A EUROCITIES meeting hosted by Birmingham City Council on 15 – 17 April 2015 was the first event bringing both the EUROCITIES Education and the Employment working groups together. Its purpose was to better understand the challenges, issues and solutions related both to the education and employment such as poverty or the reasons behind the large number of people not in employment, education or training (NEET). The meeting programme was designed to particularly look into transitions from education to employment as the points where these challenges affect one individual’s future.
During the three days of the meeting, officers from 18 cities across Europe had the chance to see, analyse and debate these issues. The first day was designed to set up the context and introduce Birmingham education system and some of the most pressing employment challenges. During the second day, the European participants were invited on a number of study visits to Birmingham schools including Aston University Engineering Academy, Heartlands Academy, Wilson Stuart Special School, Waverley School and Waverley Studio College. In addition to these, one visit was organised at South and City College, and one at Midlands Heart. The visits were led by Birmingham City Council but it was the schools and providers who organised programmes and activities for the EUROCITIES members. The visits were versatile and their purpose was to demonstrate different pathways to employment young people can follow depending on the type of education they are pursuing.
Aston University Engineering School and Heartlands Academy’s visits gave participants the chance to see two outstanding schools working with students from disadvantaged social and economic backgrounds both located in one of the most deprived areas of Birmingham (Nechells). It was particularly impressive to see the partnerships both schools have with local and national businesses. These strong links give young people future opportunities in engineering and growth sectors and make them gain the valuable experience of working within a company.
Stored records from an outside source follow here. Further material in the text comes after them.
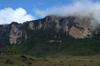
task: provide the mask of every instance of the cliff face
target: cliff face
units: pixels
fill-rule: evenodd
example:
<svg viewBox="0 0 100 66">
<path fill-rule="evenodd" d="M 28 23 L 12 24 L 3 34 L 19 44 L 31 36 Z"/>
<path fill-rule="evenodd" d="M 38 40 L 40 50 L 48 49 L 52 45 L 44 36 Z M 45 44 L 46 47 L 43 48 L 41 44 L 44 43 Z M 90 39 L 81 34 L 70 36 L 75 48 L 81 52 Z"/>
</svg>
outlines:
<svg viewBox="0 0 100 66">
<path fill-rule="evenodd" d="M 8 25 L 0 25 L 0 40 L 4 39 L 10 44 L 19 44 L 29 38 L 36 39 L 36 31 L 55 31 L 58 33 L 70 35 L 74 38 L 90 38 L 93 33 L 98 34 L 92 24 L 90 17 L 57 17 L 47 16 L 43 19 L 24 22 L 18 24 L 12 22 Z"/>
</svg>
Waverley School and Waverley School Studio College are two outstanding schools located on the same campus in Birmingham. They both offer education for 4-19 year old pupils from minority ethnic groups. The visit was an opportunity to understand the strong links both schools have managed to establish with local businesses and how these links translate into vocational opportunities for their pupils. During the visit, participants had a chance to speak with some of the students as well as employers. They also had a chance to hear about the very successful Make the Grade programme that has recently been trialled across Birmingham.
South and City College’s visit gave a perspective into the Further Education sector through construction skills. Participants were invited to the newly opened construction campus in Bordesley Green (one of the deprived areas of Birmingham) and had a chance to interact with students, tutors and businesses invited to the meeting. The meeting was designed to answer the question on how children after the age of 16 are advised on their employment opportunities.
Wilson Stuart Special School and College is a school for children with special needs and provides education for 4-25 year olds. The visit demonstrated that children with Additional Needs can be successful in training and can be considered for work placements. A number of very powerful testimonials were given on the day by students who went through training and placements.
Midlands Heart’s visit showcased the very successful Back on Track Programme and Youth Offending Service (YOS) local offer. This visit focused on the young people between 18 and 25 years old from marginalised groups and those who have fallen off the system. Midland Heart Team explained the process they used in the past and what they are doing now to engage with their client group to offer them new opportunities within the education or employment systems.
After the visits, each group analysed and debated in detail the issues and successes of all the providers and shared their perceptions with the rest of the EUROCITIES delegates. Schools and providers were also invited to the debate and had a chance to contribute to the analysis as well as suggest ways of how their work could be more supported by Birmingham City Council. The cultural differences and the diverse employment and education national systems were definitely an asset during the event and led to interesting debates. It helped to raise new ideas and compare challenges and solutions both in Birmingham and the other European cities. All participants believed it was an extremely worthwhile event and they look forward to more exchange opportunities in the future.
EUROCITIES is a European network providing a platform for its member cities to share knowledge and ideas, to exchange experiences, to analyse common problems and develop innovative solutions, through a wide range of forums, working groups, projects, activities and events. EUROCITIES is also a network that brings together local authorities of more than 130 large cities in over 30 European countries. Birmingham has been a founding member of EUROCITIES and is an active participant of several of its forums and groups.